Now you can restart the computer and log into Windows normally (Uninstall Malwarebytes if you wish!)
Once you have logged in, there will probably be a dead shortcut called Security Tool on the desktop. Delete it.
It may well be that this process didn't work for you (much like the rkill method on bleeping computer didn't work for me). In which case you are left with two real options, in the order that you should try them, they are;
- System Restore
- Full Re-install
If you are opting for the System Restore Method then be aware that there is no way the scareware will let you run it from within Windows. You will need to restart the computer and press F8 at the Windows loading screen. Some installs have a system restore option there (Not the same as load last known good configuration) whilst others require you to go into Safe Mode. Using the latter method, if you log in as Administrator, you should be presented with a dialog asking whether you wanted Safe Mode, or a System Restore. I think you can work out which option you need on this occassion!
If you are going for a FUll Re-install then for god's sake remember to at least try and make a backup of the customers files. You should be able to burn CD's despite the malware, obviously you'll need to use the built in Windows burning, but it should allow you. once the install has finished, make sure you scan every file on the CD to prevent re-infection.
In all cases, you are strongly advised to review the users security precautions to try and avoid such things occurring again. This may just involve explaining to the user how to check whether a piece of software is authentic or not.
Obviously the whole episode is a nightmare for the user. Security Tool is a nasty bit of code, especially as it relies on users fears (credit card data being stolen) to try and tempt its mark. Some of the warnings give the distinct impression that whilst the software has detected something nasty happening, it's not even going to try and stop it until you shell out £70 to register. Obviously if the user does register, they then put their finances at the mercy of the crooks as well!
On the plus side, I hadn't come across Malwarebytes before, and am quite impressed with it. Some of the features they wish to charge you to use strike me as quite basic, but at least it's good enough for situations such as this!
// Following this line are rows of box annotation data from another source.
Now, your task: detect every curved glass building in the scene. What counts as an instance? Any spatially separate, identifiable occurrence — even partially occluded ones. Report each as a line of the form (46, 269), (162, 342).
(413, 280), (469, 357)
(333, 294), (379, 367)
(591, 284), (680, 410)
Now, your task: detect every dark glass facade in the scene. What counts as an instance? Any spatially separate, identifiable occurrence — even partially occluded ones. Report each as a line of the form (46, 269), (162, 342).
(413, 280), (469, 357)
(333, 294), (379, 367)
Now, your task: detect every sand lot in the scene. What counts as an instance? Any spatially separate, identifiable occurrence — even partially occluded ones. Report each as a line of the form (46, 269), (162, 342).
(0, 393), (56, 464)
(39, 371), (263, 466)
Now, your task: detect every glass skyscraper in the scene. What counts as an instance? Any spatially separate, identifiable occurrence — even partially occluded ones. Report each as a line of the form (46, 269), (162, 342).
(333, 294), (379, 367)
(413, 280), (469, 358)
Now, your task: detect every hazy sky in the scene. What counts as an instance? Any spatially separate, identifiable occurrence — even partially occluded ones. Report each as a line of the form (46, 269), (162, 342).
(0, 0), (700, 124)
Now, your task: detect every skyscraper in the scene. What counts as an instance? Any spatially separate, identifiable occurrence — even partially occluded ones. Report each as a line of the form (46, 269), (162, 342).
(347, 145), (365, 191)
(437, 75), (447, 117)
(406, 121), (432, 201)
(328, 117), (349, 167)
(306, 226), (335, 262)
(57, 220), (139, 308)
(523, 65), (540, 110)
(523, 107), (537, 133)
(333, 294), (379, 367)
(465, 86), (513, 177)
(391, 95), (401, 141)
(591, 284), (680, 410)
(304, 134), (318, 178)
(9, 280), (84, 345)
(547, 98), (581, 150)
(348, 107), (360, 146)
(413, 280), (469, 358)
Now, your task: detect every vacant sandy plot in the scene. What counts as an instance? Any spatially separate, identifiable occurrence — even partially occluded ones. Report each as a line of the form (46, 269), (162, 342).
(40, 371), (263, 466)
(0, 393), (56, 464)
I haven't looked to see how much they charge for the full version, but as long as it's not too much (and includes updates) it's probably worth the price.
The unfortunate truth is that these infections are not going to stop until we educate our users into how to spot them. With automatic installations they will continue to pop up, but if everyone is aware enough not to part with their money, the incentive will be taken away and infections like this will drop. Sadly the kind of changes needed for that to happen are just pipe dreams!